By Douglas Murray, Director of the Centre for Social Cohesion
The Centre for Social Cohesion has today been successful in ensuring that Ibrahim el Moussawi of Hezbollah will be barred from the UK. The Home Office has now confirmed that they will not be allowing the organisation's media spokesman into the country.
Last week I wrote to the Home Secretary informing her that I was prepared to issue an international arrest warrant if el Moussawi was allowed into the UK to disseminate his organisation's genocidal hatred of Jews.
The CSC had previously revealed that el Moussawi was set to teach part of a course on political Islam to government officials and the police at the School of Oriental and African Studies (SOAS) in London. This grotesque charade – in which the participants are expected to pay £2,000 of taxpayers' money to listen to terrorist propagandists and anti-Semites – is still due to go ahead. Kemal Helbawy (advocate of killing 2-year old Israeli children) is still taking part. But at least Hezbollah will not be flying into the country for the occasion.
It is a sign of how terrible things are that the UK government could ever have considered that a member of a terrorist group – a man who would not be doing his job properly were he not inciting hatred – could be allowed into the UK to teach government officials and police. Coming after the decision to bar Geert Wilders MP from the UK, the contradiction has, as Michael Barone said from the US, seemed "something like national suicide".

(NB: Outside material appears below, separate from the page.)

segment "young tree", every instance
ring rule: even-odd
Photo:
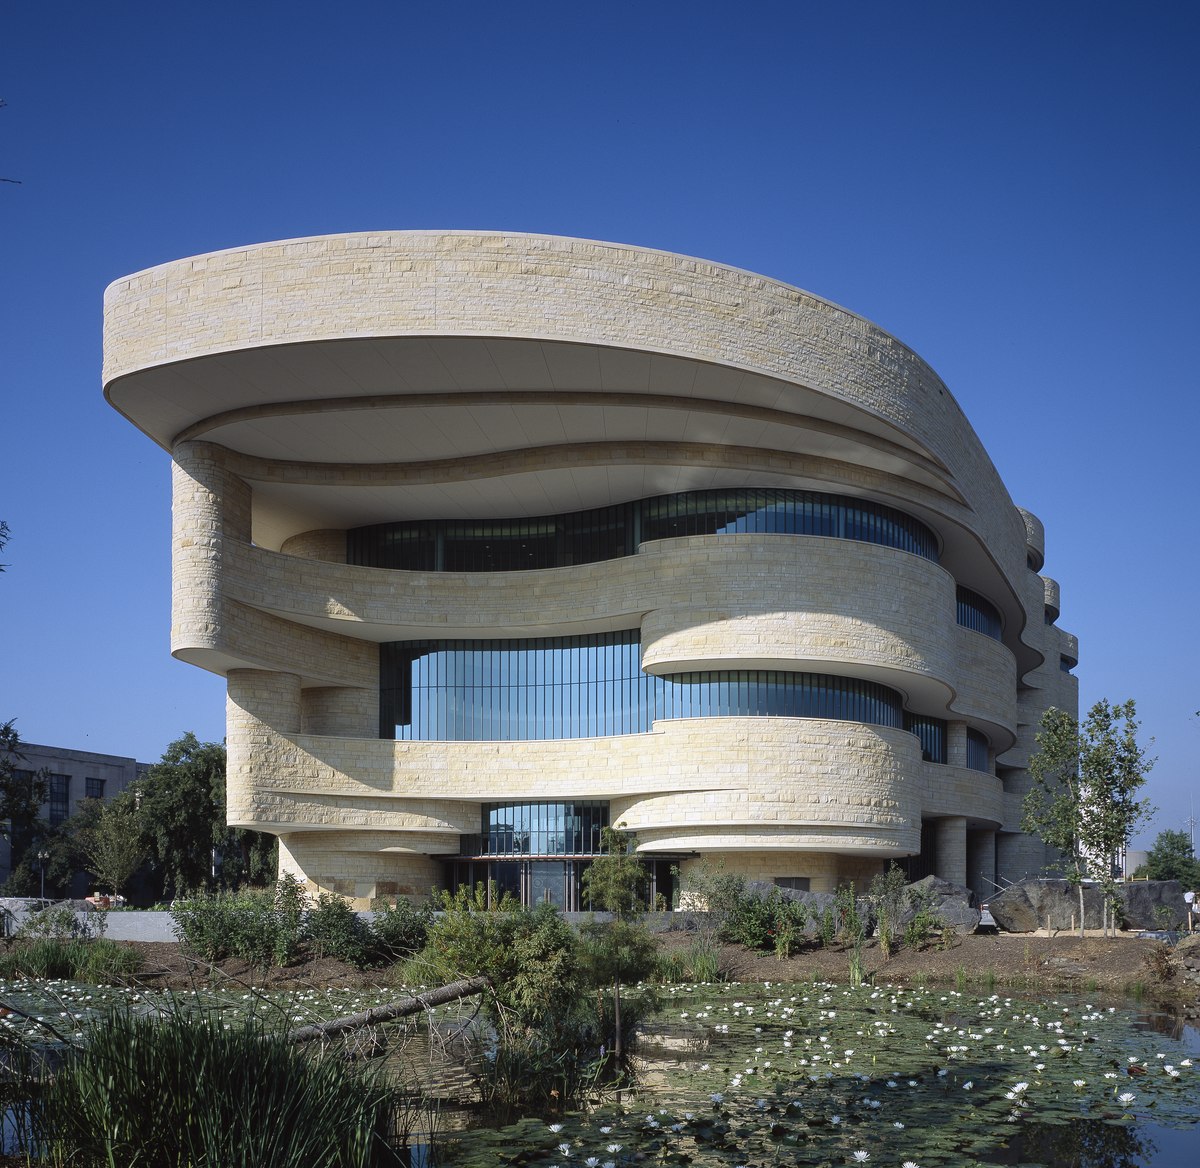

While the decision to ban el Moussawi is a welcome development, the Geert Wilders precedent has clearly left the government in a terrible fix. They are trying to equate an elected party leader from a close ally of ours with a terrorist spokesman.
The ludicrousness of the Wilders ban has been exposed quicker than anyone could have imagined. But Government is now in a position of constantly having to justify all future arrivals into the UK in the context of the Wilders ban. Home Office policy – which has clearly been made up on the hoof - is in tatters.